Suppose that 90 g of hot water at a temperature of 75 degrees C is poured into a cavity in a very large block of ice at 0 degrees C.
(a) What will be the final temperature of the water in the cavity?
(b) What mass of ice must melt in order for the water to cool down to the temperature found in Part (a)?
(a) If the ice block is really "very large", not all of it melts, and the final temperature remains 0 C. You end up with a large pool of 0 C liquid water including melted ice) in the ice block.
(b) If mass M of original ice melts,
Heat lost by poured water = Heat gained by melted ice
90g*75C*1.00cal/g*C = M (g)*80 (cal/g)
Solve for M
M = 84.4 g
To calculate the final temperature of the water in the cavity, we can use the principle of heat transfer. The heat lost by the hot water will be equal to the heat gained by the ice.
(a) Let's use the formula for heat transfer:
Q = m * c * ΔT
Where:
Q = heat transferred
m = mass
c = specific heat capacity
ΔT = change in temperature
First, let's calculate the heat lost by the hot water:
Q_lost = m_hot * c_hot * ΔT_hot
Given:
m_hot = 90 g
c_hot = 4.18 J/g°C (specific heat capacity of water)
ΔT_hot = 75 - 0 = 75°C
Q_lost = 90 g * 4.18 J/g°C * 75°C
Now, let's calculate the heat gained by the ice:
Q_gained = m_ice * c_ice * ΔT_ice
Given:
c_ice = 2.09 J/g°C (specific heat capacity of ice)
ΔT_ice = 0 - T_final (T_final is the final temperature of the water in the cavity)
We can assume that there is no phase change involved, so the specific heat capacity of water can be used for ice as well.
Q_gained = m_ice * c_ice * (-T_final)
Now, equating the two equations:
Q_lost = Q_gained
90 g * 4.18 J/g°C * 75°C = m_ice * 2.09 J/g°C * (-T_final)
Now, let's simplify the equation:
m_ice = (90 g * 4.18 J/g°C * 75°C) / (2.09 J/g°C * (-T_final))
Now, let's solve for the final temperature (T_final):
(b) We know that when ice melts into water at 0°C, no change in temperature occurs. So, the final temperature (T_final) will be 0°C.
If T_final = 0°C, the equation becomes:
m_ice = (90 g * 4.18 J/g°C * 75°C) / (2.09 J/g°C * (0°C))
Now, let's calculate the value of m_ice:
m_ice = (90 g * 4.18 J/g°C * 75°C) / (2.09 J/g°C * (0°C))
m_ice = (90 g * 4.18 J) / (2.09 J)
m_ice = 180 g
Therefore, to cool the water from 75°C to 0°C, 180 g of ice must melt.
To find the final temperature of the water in the cavity (a) and the mass of ice that must melt (b), we can apply the principles of heat transfer and the specific heat capacities of water and ice.
(a) To find the final temperature of the water in the cavity, we can use the principle of heat transfer:
The heat lost by the water = The heat gained by the ice.
The heat gained by the ice can be calculated using the specific heat capacity of ice (cice = 2.09 J/g°C), the mass of ice melted (mice), and the change in temperature from 0°C to the final temperature (Tf):
Heat gained by ice = mice * cice * Tf
The heat lost by the water can be calculated using the specific heat capacity of water (cwater = 4.18 J/g°C), the mass of the water (mwater = 90 g), and the change in temperature from 75°C to the final temperature (Tf):
Heat lost by water = mwater * cwater * (75°C - Tf)
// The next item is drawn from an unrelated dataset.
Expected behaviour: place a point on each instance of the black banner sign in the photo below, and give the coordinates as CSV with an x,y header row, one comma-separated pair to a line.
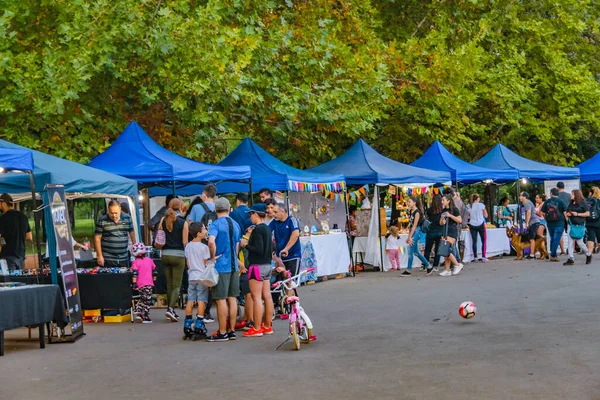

Since the heat lost by the water is equal to the heat gained by the ice, we can set these two equations equal:
mwater * cwater * (75°C - Tf) = mice * cice * Tf
Solving this equation will give us the final temperature (Tf) of the water in the cavity.
(b) To find the mass of ice that must melt for the water to cool down to the temperature found in part (a), we can use the specific latent heat of fusion of ice (Lf = 334 J/g).
The heat required to melt the ice is given by:
Heat required = mice * Lf
Since the total heat lost by the water is equal to the heat required to melt the ice, we can set these two equations equal:
mwater * cwater * (75°C - Tf) = mice * Lf
Solving this equation will give us the mass of ice (mice) that must melt.
By solving these equations, we can find the final temperature of the water in the cavity (a) and the mass of ice that must melt (b).